Registration and renewal season is here for many franchisors, and state comment letters offer a glimpse of the hot-button issues in franchise disclosure. Among trending disclosure topics are disclaimers protecting franchisors, Item 19 financial performance representations, and discretionary fees and services.
Given the volumes of disclosure that franchisors must make, disclosure documents often contain disclaimers that protect franchisors. For example, Item 7, estimating a franchisee’s initial investment in a franchise, might include a disclaimer that the franchisor is not guaranteeing that the estimated costs will be a franchisee’s actual costs. However, state regulators have begun pushing back on such Item 7 disclaimers. State regulators have also taken issue with disclaimers in Item 11 (assistance by franchisors), which state that a franchisor who approves a site or a lease is not representing that the site or lease is suitable for conducting the franchised business.
Generally, Item 19, which sets forth a franchisor’s financial performance representations (“FPR”), is under considerable scrutiny. The importance of Item 19 to franchisors and franchisees and the attention it receives from regulators has prompted the North American Securities Administrators Association to begin working on a commentary specific to Item 19. This blog frequently addresses FPRs, and my colleague Liz Sigety recently began a series of posts about issues relating to FPRs, including how FPR issues affect new franchisors.
State regulators are also pushing back on FPR disclaimers, which might state that FPRs are not probable results and that results can vary significantly. Additionally, state regulators are closely scrutinizing the changes that regulators from other states require a franchisor to make to its FPRs. If a state requires a franchisor to revise its FPRs, and that franchisor does not make the same revision in the other states in which it has filed, state regulators may review that franchisor’s FPRs with heightened scrutiny.
Another trend in state comment letters is resistance to discretionary fees and services. Some state regulators are requiring franchisors to broaden their disclosures by describing the circumstances under which they will charge franchisees certain discretionary fees or provide to franchisees certain discretionary services.

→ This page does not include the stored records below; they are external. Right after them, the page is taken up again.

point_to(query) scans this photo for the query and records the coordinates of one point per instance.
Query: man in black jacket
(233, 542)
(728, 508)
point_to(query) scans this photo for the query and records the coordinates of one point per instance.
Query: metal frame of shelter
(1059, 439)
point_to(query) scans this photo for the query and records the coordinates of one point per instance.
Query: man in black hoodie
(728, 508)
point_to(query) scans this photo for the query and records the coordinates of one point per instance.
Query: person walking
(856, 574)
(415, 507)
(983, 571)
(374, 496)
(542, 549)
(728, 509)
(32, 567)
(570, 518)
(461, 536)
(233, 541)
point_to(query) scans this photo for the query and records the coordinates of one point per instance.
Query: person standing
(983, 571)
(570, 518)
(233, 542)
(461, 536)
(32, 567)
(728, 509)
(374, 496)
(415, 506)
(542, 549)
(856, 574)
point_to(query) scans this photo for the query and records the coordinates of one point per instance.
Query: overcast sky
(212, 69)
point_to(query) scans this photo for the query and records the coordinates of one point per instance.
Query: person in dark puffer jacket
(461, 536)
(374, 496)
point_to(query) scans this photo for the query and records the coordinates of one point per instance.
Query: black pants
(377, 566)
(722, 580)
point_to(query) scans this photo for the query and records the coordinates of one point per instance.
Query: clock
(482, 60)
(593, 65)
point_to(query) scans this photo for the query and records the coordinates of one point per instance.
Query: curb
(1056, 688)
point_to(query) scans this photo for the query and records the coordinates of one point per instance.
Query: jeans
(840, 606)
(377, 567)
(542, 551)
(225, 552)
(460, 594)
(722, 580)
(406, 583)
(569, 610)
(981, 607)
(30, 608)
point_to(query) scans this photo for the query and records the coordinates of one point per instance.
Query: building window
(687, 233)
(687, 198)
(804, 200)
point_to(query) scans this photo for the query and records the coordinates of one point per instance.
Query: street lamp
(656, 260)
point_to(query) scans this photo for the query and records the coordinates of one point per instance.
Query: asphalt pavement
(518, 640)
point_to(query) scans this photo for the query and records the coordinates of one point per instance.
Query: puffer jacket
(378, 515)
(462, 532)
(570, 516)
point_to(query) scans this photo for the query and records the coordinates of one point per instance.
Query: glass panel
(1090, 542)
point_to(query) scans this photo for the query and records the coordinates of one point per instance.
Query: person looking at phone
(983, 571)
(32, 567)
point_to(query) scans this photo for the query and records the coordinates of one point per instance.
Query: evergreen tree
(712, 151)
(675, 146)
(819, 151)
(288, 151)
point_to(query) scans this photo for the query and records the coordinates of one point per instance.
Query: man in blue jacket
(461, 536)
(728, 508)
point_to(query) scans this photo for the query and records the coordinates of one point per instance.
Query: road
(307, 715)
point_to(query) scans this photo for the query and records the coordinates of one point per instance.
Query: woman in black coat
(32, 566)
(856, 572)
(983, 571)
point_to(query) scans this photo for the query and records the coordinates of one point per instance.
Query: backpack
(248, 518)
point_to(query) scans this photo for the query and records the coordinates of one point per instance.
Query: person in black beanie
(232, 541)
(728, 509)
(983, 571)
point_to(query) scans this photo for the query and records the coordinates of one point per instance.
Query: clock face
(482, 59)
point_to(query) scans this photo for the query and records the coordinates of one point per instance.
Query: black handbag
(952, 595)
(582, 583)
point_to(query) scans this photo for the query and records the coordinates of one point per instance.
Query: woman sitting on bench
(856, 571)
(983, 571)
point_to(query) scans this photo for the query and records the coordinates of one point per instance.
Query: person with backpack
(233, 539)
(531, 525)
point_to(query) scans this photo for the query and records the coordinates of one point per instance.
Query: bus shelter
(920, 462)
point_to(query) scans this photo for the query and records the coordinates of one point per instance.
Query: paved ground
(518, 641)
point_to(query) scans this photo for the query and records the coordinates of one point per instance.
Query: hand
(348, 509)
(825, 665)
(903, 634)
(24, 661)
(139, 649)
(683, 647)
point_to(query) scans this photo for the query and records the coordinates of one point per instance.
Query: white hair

Other trending issues include how transfer fees relate to costs, caps on liquidated damages, and detailed disclosures of the types and amounts of insurance coverage franchisors require franchisees to obtain.
The landscape of franchise disclosure is ever-evolving, with new disclosure issues trending to the forefront of 2015 state comment letters. Experienced counsel can help new and established franchisors alike keep pace with the changes and, most importantly, keep offering franchises.